Salvo algunos directivos y accionistas, nadie llorará por el impuesto a las energéticas y los bancos. Las empresas y entidades afectadas pueden recurrir a los tribunales en contra de la proposición de ley de PSOE y Unidas Podemos para gravar durante dos años sus beneficios extraordinarios, y lo harán, pero difícilmente conseguirán la solidaridad o la comprensión de la mayoría de los ciudadanos. Menos aún cuando aprovechan la presentación de sus beneficios récord para quejarse por las nuevas tasas, mientras que las familias que les escuchan ven reducido su capital disponible como consecuencia de la altísima inflación, del precio de la luz y las gasolinas, y están irritadas por verse obligadas a pagar comisiones a los bancos por tener depositado en ellos su dinero y, ahora, por las hipotecas.

No, eléctricas y bancos no están en su mejor momento reputacional. Los bancos arrastran esa mala imagen desde la larga crisis que comenzó en 2008. Una depresión económica causada por los excesos del mercado financiero e inmobiliario que afectó de lleno a las entidades. Pero mientras el sistema financiero fue rescatado con dinero público, parte del cual nunca se recuperará, quienes soportaron la peor parte de la crisis fueron los que ahora Pedro Sánchez llama clase media trabajadora, que sufrieron el paro y los recortes en la sanidad y la educación públicas, cuyas consecuencias aún están presentes, además de una fortísima devaluación salarial y una merma radical en sus derechos laborales.

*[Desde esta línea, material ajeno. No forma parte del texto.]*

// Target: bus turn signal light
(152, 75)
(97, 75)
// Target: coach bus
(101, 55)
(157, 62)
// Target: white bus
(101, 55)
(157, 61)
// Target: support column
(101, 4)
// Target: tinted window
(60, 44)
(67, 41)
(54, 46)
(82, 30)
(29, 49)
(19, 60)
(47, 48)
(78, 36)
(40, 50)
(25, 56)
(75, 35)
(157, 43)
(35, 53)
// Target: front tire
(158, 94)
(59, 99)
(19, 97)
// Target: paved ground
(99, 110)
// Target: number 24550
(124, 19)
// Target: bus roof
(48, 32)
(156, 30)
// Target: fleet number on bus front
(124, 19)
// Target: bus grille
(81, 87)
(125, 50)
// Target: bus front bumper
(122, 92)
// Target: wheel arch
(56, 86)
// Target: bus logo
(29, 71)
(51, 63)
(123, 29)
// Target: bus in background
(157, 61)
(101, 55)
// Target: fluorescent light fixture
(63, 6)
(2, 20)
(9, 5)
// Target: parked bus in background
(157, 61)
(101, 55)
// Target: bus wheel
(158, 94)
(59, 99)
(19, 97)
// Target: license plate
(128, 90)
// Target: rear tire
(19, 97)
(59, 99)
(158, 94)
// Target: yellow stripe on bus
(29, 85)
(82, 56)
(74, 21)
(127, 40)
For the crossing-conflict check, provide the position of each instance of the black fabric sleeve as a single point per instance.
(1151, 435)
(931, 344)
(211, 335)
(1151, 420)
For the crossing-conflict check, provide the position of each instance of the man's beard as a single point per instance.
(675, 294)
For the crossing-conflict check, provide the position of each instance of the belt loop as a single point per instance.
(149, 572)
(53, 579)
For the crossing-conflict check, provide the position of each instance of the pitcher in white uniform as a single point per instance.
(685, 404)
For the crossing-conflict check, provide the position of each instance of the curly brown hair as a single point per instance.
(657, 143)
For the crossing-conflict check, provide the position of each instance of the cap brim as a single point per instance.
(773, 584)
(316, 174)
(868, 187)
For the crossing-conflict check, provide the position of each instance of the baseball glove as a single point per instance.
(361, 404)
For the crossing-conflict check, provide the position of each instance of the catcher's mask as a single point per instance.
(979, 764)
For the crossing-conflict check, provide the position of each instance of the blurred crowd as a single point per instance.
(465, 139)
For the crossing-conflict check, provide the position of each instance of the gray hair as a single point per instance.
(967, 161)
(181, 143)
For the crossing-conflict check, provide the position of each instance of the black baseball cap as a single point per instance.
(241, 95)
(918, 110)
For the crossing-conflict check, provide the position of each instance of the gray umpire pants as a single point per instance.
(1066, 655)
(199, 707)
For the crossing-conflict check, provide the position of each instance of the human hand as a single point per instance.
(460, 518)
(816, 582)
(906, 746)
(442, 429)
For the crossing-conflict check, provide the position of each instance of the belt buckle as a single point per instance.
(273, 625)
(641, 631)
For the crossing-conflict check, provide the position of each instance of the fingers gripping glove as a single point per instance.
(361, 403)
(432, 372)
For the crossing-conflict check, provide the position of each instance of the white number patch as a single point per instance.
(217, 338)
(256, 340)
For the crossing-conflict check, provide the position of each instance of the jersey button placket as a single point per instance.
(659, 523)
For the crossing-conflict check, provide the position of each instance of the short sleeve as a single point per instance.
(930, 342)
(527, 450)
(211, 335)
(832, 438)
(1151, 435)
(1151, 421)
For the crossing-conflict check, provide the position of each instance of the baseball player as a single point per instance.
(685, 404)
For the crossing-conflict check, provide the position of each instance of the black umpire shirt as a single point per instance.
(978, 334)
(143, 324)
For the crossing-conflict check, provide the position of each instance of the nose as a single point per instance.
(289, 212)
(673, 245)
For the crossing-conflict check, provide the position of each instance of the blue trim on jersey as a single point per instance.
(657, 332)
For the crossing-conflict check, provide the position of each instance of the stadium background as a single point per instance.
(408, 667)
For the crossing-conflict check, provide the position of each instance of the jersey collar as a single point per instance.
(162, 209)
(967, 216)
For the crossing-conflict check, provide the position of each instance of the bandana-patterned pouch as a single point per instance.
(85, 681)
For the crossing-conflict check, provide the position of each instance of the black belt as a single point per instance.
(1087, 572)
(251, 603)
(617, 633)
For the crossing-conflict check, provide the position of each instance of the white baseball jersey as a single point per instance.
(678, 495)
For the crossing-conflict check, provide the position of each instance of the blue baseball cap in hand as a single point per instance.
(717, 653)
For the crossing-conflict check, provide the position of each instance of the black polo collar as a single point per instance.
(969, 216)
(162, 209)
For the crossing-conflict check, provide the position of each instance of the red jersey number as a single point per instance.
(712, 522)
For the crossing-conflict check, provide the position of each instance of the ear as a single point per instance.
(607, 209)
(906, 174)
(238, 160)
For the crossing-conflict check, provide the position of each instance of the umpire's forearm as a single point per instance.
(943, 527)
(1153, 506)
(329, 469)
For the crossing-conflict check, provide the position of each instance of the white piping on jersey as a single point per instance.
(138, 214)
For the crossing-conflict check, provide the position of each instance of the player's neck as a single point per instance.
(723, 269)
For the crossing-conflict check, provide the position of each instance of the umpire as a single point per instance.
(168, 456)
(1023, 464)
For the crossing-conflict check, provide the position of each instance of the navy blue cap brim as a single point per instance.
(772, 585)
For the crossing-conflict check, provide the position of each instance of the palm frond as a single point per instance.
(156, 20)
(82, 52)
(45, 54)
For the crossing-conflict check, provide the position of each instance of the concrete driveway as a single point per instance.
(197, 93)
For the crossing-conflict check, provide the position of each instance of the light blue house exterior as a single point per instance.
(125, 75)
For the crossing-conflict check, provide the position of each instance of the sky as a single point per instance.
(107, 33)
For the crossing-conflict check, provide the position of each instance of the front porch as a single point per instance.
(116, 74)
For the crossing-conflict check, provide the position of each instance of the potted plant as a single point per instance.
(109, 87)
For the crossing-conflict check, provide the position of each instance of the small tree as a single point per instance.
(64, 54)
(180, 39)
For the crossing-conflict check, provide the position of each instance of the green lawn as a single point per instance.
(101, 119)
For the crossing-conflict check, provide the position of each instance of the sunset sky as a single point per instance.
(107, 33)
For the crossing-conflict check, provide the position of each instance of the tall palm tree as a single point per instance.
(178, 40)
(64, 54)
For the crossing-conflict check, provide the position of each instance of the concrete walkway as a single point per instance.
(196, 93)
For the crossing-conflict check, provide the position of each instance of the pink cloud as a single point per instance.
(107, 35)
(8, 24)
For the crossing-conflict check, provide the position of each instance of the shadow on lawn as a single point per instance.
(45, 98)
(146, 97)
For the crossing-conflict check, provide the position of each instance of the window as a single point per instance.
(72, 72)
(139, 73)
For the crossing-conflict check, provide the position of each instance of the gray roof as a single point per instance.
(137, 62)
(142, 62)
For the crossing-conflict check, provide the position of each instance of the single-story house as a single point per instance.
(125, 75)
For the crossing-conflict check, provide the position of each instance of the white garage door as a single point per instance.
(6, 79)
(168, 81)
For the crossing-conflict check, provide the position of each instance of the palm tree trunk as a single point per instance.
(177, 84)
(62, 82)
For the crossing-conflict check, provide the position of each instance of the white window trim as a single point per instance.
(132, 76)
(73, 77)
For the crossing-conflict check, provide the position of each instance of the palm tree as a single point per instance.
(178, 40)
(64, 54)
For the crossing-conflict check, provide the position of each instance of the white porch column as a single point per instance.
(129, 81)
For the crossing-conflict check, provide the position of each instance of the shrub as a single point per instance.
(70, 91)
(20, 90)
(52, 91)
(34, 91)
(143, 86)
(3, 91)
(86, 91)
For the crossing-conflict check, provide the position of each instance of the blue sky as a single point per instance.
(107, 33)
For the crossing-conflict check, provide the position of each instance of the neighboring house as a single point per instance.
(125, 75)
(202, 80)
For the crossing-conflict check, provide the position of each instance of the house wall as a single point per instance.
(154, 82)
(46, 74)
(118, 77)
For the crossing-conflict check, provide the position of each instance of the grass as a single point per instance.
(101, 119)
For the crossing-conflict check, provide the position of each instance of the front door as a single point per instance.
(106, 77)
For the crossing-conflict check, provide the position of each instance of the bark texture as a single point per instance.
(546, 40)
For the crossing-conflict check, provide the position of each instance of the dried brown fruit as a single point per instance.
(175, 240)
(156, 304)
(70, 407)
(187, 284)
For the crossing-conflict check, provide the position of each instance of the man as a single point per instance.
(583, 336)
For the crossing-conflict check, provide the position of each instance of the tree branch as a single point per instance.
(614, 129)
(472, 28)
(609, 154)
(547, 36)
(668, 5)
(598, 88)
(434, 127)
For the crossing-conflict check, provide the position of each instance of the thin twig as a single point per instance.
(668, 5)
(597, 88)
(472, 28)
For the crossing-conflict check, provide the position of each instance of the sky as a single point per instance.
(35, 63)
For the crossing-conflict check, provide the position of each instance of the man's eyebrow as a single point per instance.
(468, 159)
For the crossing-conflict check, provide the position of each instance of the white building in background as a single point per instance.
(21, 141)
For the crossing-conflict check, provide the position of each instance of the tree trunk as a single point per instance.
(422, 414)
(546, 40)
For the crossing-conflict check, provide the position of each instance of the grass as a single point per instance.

La impopularidad de las eléctricas viene dada por la actitud arrogante de algunos de sus patrones, además de porque su abultada cuenta de resultados choca con la también abultada factura de la luz de hogares y pymes y porque a nadie se le escapa que esas empresas se están beneficiando de los beneficios caídos del cielo. No ha sido España y su gobierno ‘bolchevique’ el primero en imponer nuevos impuestos sobre los ‘windfall profits’, porque ni siquiera la denominación es originalmente española. Los gobiernos de los conservadores Mario Draghi y Boris Johnson, en Italia y el Reino Unido, lo hicieron antes e incluso la Comisión Europea propuso hace unos meses a los estados miembros establecer estas nuevas tasas temporales.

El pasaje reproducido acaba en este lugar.